Zimmerman appeared 'shocked' Trayvon Martin was dead, prosecution witness says
Sanford police Detective Doris Singleton, a prosecution witness in the second-degree murder trial of George Zimmerman, said he did not show any anger or ill-will toward Trayvon Martin during questioning after the shooting.
Joe Burbank/Orlando Sentinel/AP
The first police officer to interview George Zimmerman the night he shot Trayvon Martin testified Monday that Mr. Zimmerman appeared “shocked” when she told him Trayvon was dead.
“He’s dead?” Detective Doris Singleton, the Sanford police investigator, recalled Mr. Zimmerman saying in an interview at the Sanford police station the night of Feb. 26, 2012.
“I thought you knew that,” Detective Singleton told the court she said in reply. “He kind of slung his head and just shook it,” she testified.
Singleton, a prosecution witness, also said during cross-examination by defense attorney Mark O’Mara that Zimmerman did not show any anger or ill will when talking about Trayvon that night. In order to convict Zimmerman, who is facing second-degree murder chargers, prosecutors must show that he acted with ill will or a depraved mind.
Prosecutors, led by assistant State Attorney Bernie de la Rionda, sought to cast doubt on Zimmerman’s statements to police.
“Mr. Zimmerman, wouldn’t you agree, was trying to convince you that he hadn’t done anything wrong?” Mr. de la Rionda asked Singleton.
Prosecutors also tried to point to discrepancies in Zimmerman’s oral testimony to Singleton and the written statement he made just after the interview.
In particular, de la Rionda focused on Zimmerman’s repeated reference to Trayvon as “the suspect” in his written statement, but not in verbal testimony. Singleton testified that she didn’t ask Zimmerman to use that language and that it is the term officers use to refer to suspected criminals.
That testimony may be important for prosecutors since they are tying to portray Zimmerman as a “vigilante” who wanted to be a police office and profiled the unarmed black teenager the night of Feb. 26, 2012.
Also Monday, prosecutors called to the witness stand an FBI voice analyst who testified that a 911 call that captured shouts for help was too short and too far away to be used for evaluation.
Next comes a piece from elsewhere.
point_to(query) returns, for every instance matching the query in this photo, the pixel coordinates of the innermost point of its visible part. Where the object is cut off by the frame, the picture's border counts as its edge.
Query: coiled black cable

"That type of sample is not fit for voice comparison," the analyst, Hirotaka Nakasone, said.
Mr. Nakasone was one of the audio experts whose testimony at a pretrial hearing discredited state voice experts who said Trayvon was the one screaming. The state experts were prohibited from testifying in the trial because the judge said there was not enough evidence to prove their techniques are tested or reliable.
Nakasone testified Monday that people familiar with the voices of Trayvon and Zimmerman would be the best people to identify the voices, but that there is a risk of increased listener bias. Trayvon’s parents and Zimmerman’s father both say it’s their son screaming in the tape.
The potential witness list for Zimmerman's trial includes about 200 people, including family members of both Zimmerman and Trayvon, according to USA Today. More than 20 witnesses testified last week in the opening week of the much-anticipated trial. Trayvon’s death and the initial decision of the Sanford Police Department not to arrest Zimmerman sparked hundreds of protests across the country and a national debate about race, equal justice, self defense, and gun control. Zimmerman was arrested 44 days after the shooting following the appointment of a special prosecutor.
Zimmerman has said he fatally shot Trayvon in February 2012 in self-defense in the midst of a fight in which the teenager was banging his head into a concrete sidewalk. The volunteer watchman has pleaded not guilty to the second-degree murder charges, for which he could get life in prison if convicted.
The state argued in its opening statement that Zimmerman profiled and followed Trayvon in his truck and called a police dispatch number before he and the teen got into a fight behind townhomes in the gated community he was patrolling.
Zimmerman has denied that the confrontation had anything to do with race, as Martin's family and their supporters have claimed.
Material from the Associated Press was used in this report.